The reasons are multiple in number and of very different nature. One could argue that this question does not justify a post of its own, as it’s simply an urge of writing that essentially makes you write. Well, definitely not for me – that’s not good enough. I had an urge of writing when I was 15, 20 and 25. I’m pretty happy to not have had published anything. I’d like this to be a statement of my intentions. Partly because I want to stay honest to myself and transparent to others. Partly because I’m not yet sure, if I myself am good enough, to offer value through my reflections. That takes me to the first reason behind the ‘why’.
This is a self-test. A test of, if all the upcoming reasons are actually valid and in place. It is a test of the credibility of my reasoning and ego. It’s also a test of many more trivial things, such as my ability to write, use languages or navigate socially in response to critique, among others.
It’s a test of if I really have a case. This is a rather tough one, because it’s not that easy to actually measure if the case is there. What makes a case seem plausible? Having an audience of interested people? Well, to some point probably, yes. I wouldn’t take it too far though, as observing our societies gives me evidence, that common interest is generally just as good a sign of being effective, as it is of being easy, shallow and nothing more than pleasuring. As the latter don’t incentivize me at all, I’d look more into possibilities of finding good conversations, meeting inspiring people, receiving a few, but thoughtful comments. That would definitely be some evidence. So what then?

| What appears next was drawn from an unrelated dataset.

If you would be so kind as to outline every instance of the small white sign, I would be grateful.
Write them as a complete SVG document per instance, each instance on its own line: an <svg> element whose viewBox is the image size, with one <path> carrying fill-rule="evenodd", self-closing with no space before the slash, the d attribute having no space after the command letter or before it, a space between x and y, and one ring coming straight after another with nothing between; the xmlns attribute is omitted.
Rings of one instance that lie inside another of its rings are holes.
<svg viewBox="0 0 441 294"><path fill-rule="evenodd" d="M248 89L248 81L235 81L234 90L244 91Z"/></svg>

Then comes the big, non-meta, part. I’ve been observing the world for some years now, and I am definitely not OK with the general state of it. I’m not OK with much of what I’m experiencing. Our world, or to be more precise – people, their actions and structures, alert me to the point, that I feel the need to verbalize my objection. At the same time I think, or should I say, suspect I have value to offer. It’s not only grand ideas and important topics I’d like to write about. On the contrary – I’d like to start with focusing more on small, practical and somewhat experience-based matters, which do not transcend my knowledge or intellectual capacity. Stretching is alright. Talking about something without any bright insight, grounded knowledge or interesting experience is usually not. I’d like to address what I learn in the course of my professional life, as also in the result of everyday observations and thought processes. I’d like to do so, to provoke others to think, and be brave in doing so. I feel, it is the only way to make our world a better place. I’d say, that is a decent reason.
I truly hope that I will find at least some small interest. If not, well, maybe this effort will at least be one for the sake of fulfilling the last reason, which is organizing my own thoughts, and thus somewhat formalizing the conversation with my hyperactive mind.